A decade after it was enacted, California’s three-strikes sentencing law has had little impact on violent crime while costing taxpayers $8 billion to imprison tens of thousands of felons, most of them for nonviolent offenses, according to a study released Friday.
The report by the Washington, D.C.-based Justice Policy Institute also found that blacks have been imprisoned under the law at 10 times the rate of whites, while the rate for Hispanics has been almost 80% greater than for whites.
Three-strikes inmates in California now number more than 42,000 – one-fourth of the state’s prison population, according to the study.
Supporters of the sentencing measure, widely viewed as the toughest of its kind in the U.S., dismissed the study, saying putting repeat criminals in jail has saved $28 billion in costs associated with their crimes.

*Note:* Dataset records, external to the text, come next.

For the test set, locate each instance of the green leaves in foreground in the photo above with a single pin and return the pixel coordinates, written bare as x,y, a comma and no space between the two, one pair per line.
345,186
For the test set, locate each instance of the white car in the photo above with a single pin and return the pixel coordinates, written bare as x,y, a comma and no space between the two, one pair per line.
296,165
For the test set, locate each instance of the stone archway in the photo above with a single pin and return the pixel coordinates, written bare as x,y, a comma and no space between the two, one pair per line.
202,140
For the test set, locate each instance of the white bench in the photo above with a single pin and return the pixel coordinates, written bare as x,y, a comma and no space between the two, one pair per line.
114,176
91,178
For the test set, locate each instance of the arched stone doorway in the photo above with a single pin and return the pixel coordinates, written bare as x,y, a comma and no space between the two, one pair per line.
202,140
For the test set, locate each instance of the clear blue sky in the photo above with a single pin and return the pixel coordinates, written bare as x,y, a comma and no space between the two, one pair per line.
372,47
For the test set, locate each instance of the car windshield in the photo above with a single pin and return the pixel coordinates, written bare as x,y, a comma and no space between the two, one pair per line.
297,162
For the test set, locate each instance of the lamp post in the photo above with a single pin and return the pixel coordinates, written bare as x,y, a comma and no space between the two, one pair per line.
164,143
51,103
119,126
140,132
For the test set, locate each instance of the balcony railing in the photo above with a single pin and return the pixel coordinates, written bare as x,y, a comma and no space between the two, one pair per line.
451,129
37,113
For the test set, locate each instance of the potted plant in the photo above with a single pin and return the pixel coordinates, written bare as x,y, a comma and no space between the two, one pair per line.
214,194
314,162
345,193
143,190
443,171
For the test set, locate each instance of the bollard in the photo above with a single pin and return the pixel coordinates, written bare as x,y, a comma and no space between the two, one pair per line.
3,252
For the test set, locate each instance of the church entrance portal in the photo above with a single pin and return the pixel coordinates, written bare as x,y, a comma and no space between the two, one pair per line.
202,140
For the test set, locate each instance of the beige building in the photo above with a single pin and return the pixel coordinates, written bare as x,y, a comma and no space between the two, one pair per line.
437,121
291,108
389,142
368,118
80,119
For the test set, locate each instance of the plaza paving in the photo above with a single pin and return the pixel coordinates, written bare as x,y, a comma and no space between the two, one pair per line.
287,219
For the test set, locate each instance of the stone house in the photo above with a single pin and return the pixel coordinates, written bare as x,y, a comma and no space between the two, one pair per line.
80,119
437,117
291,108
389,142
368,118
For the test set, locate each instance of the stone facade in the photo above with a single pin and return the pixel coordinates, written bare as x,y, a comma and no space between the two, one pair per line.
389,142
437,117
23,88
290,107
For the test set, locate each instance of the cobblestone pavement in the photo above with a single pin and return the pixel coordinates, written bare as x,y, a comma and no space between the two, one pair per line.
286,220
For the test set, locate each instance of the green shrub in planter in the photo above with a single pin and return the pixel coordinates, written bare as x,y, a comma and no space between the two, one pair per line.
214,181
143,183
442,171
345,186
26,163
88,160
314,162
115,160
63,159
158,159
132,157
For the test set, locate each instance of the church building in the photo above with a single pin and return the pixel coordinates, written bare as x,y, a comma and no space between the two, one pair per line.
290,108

The law doubles the sentence for an ex-felon convicted of a second felony. Someone with two prior convictions for violent or serious crimes, if convicted of a third felony of any type, can be sentenced to 25 years to life in prison.
The three-strikes law “has been the most effective criminal justice initiative in the history of California,” said former Secretary of State Bill Jones, the law’s coauthor.
The report’s findings included these:
• Nearly 65% of those convicted of second or third strikes were serving time in prison for nonviolent crimes. They included 672 third-strikers serving 25 years to life in prison for drug possession.
• While only two ex-felons were serving 25 years to life for petty theft a decade ago, that number soared to 354 by last September.
• The six largest California counties using three strikes most frequently had lower decreases in crime rates than the six that used the law less often. Similarly, states that did not have three-strikes laws had lower average rates of violent crime than the states with the tough sentencing law.